Les Conflits Raciaux en Grande-Bretagne
Il est certain que les antagonismes raciaux si profitables au communisme, ne font que s’exaspérer. Après Little Rock aux U.S.A., voici que les Anglais ont affaire à des rixes entre noirs et blancs à Nottingham et à Londres. Il y a longtemps du reste que les Britanniques supportent mal l’immigration croissante des noirs antillais dans leur pays. Les Anglais ne sont pas xénophobes lorsqu’ils sont hors de leur île. Mais, on l’a vu pour les mineurs italiens, ils n’aiment pas qu’on s’installe chez eux. On accuse de ces rixes la jeunesse dévoyée, les « teddy boys », les fascistes, s’il en est encore, de Sir Mosley et aussi les communistes qui évidemment soufflent le feu. Mais il y a là une réaction proprement britannique, qui couvait depuis longtemps. Le Gouvernement se résoudra-t-il à limiter l’entrée des sujets du Commonwealth ? ceux de couleur bien entendu. C’est une très grave question tant morale que politique, un cas de conscience qui soulèvera les passions. Il y a cependant dans les pays d’Europe et aux Etats-Unis, un problème de la préservation de l’intégrité de la race blanche. On évite de l’aborder. Convenons qu’honnêtement il se pose et pas seulement pour les Anglo-Saxons.
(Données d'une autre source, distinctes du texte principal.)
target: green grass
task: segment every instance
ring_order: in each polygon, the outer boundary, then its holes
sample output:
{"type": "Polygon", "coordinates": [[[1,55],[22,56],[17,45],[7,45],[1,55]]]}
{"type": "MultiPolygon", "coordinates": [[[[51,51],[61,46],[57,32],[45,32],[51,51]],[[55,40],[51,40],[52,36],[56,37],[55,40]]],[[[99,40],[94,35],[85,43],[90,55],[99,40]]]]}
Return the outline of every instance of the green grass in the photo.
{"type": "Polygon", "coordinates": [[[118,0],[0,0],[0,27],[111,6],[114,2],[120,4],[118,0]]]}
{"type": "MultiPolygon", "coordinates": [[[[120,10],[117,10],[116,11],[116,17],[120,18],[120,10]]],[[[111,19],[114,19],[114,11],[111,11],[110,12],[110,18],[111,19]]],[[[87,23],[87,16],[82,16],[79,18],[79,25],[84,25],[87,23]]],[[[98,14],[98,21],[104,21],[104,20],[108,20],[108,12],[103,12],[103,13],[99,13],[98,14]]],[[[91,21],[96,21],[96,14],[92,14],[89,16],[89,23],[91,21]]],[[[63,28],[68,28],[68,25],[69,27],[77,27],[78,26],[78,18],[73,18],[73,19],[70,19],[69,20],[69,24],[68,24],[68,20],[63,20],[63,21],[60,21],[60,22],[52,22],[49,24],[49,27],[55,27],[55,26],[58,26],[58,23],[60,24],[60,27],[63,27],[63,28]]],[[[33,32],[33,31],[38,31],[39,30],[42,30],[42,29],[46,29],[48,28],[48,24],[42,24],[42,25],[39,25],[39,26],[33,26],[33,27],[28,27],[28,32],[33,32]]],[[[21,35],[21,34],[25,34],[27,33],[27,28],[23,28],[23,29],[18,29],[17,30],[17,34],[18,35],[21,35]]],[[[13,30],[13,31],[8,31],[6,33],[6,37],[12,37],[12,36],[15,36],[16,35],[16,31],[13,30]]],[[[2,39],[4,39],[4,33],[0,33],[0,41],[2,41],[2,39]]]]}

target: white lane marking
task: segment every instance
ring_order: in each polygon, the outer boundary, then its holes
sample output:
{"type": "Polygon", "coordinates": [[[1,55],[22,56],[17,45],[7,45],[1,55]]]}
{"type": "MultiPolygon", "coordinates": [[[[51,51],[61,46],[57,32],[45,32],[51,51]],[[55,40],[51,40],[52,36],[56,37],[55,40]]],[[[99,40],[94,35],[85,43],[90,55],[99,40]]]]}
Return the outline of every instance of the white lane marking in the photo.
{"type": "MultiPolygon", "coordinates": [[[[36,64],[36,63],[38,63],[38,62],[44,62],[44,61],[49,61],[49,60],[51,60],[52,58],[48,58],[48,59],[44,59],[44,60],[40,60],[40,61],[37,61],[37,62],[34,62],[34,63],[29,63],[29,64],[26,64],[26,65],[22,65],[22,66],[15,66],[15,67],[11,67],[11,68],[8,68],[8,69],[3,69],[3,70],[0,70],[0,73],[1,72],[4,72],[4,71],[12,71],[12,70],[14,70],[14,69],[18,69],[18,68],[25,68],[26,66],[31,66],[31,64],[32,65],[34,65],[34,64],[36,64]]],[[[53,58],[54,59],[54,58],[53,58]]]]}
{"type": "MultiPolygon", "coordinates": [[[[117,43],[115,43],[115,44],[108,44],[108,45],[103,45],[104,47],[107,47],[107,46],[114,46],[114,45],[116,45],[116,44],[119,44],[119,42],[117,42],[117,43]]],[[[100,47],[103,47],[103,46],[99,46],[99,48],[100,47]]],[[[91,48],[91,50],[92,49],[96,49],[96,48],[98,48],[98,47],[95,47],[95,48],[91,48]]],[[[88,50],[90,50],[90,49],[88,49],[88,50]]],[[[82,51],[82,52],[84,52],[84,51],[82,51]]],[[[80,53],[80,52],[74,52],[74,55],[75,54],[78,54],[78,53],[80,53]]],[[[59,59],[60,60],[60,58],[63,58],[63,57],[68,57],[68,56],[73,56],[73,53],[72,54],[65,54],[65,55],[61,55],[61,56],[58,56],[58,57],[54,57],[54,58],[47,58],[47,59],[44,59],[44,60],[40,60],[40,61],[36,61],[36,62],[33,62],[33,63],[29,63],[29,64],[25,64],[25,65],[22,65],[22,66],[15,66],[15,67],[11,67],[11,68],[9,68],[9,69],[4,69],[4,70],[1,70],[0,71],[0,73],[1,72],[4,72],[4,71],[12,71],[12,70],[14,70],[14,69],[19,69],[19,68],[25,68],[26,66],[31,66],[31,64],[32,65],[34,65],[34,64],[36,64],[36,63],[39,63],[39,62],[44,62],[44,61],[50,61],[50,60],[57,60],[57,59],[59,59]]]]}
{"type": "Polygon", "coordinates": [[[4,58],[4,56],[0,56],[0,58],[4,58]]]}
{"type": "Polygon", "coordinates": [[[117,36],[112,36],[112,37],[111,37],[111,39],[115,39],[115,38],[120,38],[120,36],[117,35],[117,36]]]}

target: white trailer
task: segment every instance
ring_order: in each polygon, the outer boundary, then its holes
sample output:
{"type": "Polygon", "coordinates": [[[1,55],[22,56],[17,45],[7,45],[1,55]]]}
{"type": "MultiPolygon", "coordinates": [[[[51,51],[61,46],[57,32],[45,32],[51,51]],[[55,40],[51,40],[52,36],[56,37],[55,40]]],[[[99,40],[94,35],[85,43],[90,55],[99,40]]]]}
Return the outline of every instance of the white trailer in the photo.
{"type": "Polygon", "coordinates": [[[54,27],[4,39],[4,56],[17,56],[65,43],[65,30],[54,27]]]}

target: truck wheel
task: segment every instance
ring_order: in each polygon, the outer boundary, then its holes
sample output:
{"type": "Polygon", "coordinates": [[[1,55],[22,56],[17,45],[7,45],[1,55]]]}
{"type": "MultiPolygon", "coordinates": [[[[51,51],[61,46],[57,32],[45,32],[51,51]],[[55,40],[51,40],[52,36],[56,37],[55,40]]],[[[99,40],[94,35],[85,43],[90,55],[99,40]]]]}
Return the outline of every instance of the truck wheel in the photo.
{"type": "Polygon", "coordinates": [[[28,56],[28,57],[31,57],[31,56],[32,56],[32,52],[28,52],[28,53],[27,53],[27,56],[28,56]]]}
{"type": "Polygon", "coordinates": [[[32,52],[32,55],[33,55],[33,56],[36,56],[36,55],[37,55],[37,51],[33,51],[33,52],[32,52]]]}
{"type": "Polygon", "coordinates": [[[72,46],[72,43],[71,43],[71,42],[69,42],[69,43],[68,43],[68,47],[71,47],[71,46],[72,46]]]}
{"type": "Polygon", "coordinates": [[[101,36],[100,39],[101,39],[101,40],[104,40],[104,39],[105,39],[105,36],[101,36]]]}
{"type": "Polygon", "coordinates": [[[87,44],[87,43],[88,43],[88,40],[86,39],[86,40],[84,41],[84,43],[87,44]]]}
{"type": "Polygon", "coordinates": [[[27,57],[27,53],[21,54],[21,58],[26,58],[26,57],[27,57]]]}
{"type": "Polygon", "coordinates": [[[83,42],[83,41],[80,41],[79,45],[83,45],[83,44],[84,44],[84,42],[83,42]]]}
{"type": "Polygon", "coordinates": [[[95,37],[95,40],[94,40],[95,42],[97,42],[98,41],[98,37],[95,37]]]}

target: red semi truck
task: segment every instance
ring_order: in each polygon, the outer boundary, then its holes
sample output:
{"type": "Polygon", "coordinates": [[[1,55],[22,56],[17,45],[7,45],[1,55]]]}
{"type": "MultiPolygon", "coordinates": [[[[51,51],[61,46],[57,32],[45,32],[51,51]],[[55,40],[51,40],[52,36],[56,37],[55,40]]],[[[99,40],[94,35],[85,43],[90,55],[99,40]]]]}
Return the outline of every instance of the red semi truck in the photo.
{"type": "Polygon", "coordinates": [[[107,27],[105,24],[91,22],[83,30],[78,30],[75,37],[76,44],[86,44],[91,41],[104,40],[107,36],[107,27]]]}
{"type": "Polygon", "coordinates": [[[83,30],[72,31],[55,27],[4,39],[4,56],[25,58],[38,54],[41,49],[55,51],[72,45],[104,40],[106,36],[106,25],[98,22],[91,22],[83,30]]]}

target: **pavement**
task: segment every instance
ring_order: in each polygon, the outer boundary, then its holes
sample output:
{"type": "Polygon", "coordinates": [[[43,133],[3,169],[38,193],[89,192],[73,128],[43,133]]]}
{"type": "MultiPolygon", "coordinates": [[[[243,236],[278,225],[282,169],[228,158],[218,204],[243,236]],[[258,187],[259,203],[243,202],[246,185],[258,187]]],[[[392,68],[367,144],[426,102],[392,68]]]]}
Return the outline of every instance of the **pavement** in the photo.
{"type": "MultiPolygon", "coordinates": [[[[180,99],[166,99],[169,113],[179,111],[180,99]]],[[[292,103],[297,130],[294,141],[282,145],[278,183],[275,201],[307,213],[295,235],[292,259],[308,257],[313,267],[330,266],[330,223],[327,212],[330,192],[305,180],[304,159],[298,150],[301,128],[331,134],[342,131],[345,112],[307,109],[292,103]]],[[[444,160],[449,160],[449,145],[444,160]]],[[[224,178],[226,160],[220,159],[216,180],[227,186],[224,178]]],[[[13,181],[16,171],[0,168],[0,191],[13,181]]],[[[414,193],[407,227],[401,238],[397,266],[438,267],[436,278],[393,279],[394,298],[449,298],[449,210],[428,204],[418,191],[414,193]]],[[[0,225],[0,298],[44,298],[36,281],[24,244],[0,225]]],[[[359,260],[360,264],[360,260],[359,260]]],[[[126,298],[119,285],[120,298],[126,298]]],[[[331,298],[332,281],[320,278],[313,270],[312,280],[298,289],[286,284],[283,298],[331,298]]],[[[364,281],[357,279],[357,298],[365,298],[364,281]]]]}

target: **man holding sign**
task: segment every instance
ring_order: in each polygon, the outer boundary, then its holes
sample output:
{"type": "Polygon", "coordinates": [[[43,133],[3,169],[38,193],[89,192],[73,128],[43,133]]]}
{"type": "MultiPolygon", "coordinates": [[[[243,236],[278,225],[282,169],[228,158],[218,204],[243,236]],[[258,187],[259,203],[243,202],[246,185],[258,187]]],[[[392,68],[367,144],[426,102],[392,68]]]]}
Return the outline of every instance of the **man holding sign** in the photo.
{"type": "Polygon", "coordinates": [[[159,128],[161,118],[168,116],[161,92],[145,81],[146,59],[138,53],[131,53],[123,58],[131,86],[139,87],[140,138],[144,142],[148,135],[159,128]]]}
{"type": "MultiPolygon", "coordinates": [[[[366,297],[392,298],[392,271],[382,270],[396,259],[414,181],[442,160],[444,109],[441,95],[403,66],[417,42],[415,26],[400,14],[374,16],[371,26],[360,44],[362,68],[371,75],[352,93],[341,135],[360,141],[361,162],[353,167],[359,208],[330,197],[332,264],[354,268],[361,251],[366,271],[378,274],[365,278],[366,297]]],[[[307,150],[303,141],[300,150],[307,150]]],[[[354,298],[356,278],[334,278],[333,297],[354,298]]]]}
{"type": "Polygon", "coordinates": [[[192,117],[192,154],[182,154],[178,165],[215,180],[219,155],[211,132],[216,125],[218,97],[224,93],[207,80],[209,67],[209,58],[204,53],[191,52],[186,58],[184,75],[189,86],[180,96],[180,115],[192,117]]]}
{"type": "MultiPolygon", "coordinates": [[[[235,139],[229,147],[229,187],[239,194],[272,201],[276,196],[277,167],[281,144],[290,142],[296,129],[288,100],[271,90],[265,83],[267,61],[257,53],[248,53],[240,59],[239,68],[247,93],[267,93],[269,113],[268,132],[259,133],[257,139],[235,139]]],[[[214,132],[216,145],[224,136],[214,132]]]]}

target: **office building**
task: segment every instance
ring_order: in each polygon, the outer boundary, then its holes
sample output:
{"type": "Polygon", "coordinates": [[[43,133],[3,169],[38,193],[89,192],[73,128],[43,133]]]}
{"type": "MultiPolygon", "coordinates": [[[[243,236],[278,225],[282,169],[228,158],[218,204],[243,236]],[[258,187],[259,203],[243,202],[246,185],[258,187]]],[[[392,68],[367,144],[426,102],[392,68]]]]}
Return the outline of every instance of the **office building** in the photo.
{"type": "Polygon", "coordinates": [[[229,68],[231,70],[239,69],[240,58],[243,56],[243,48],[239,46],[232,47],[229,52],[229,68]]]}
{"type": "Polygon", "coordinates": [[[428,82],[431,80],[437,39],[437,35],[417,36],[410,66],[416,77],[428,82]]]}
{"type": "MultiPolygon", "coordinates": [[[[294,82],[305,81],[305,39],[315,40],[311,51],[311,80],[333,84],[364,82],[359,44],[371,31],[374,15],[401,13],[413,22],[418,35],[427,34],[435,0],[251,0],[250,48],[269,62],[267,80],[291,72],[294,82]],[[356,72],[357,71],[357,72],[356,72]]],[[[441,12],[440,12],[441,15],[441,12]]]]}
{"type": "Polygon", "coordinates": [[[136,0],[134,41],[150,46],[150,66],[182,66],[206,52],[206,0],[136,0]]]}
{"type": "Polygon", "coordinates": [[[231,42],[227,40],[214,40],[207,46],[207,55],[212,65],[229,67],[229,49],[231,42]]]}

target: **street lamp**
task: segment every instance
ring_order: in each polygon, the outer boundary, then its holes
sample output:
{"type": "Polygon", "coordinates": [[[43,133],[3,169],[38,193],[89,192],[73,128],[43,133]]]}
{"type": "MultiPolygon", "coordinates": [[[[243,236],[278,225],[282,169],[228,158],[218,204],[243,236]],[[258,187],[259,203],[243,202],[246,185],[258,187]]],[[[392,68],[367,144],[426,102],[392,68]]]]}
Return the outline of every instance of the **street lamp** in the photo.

La Politique Extérieure Française
Le développement de la politique extérieure française va subir sa première épreuve sérieuse avec la rencontre Adenauer-De Gaulle. Ce n’est un mystère pour personne que l’orientation de notre diplomatie préoccupe nos partenaires européens. Deux faits récents les ont alertés. D’abord, l’accord conclu en hâte entre la France et l’Egypte, qui se traduit par l’octroi à Nasser de crédits importants ; 12 milliards au moins, peut-être 25. Les Anglais qui continuent à négocier avec Le Caire de façon serrée, n’ont pas caché leur dépit. Puis il y a eu à Genève la publication par nos experts de secrets français sur la technique employée dans le domaine nucléaire, secret que les Anglo-Saxons voulaient préserver. Quelques remarques amères du côté anglais, justifiées ou non, contre ce que l’on pense être le prélude à une bombe A française. Enfin, il y a surtout les plans plus vastes de coopération européenne, Marché Commun et zone de libre-échange, qui sont en sommeil pour ne pas dire plus. Le malaise européen devant un renouveau de nationalisme français est certain. Ce préjugé défavorable perceptible dès l’avènement du nouveau gouvernement est-il fondé ? A tout le moins, il y a beaucoup d’obscurités à éclairer, là comme ailleurs. Il ne faudrait pas donner l’impression qu’on les entretient à dessein.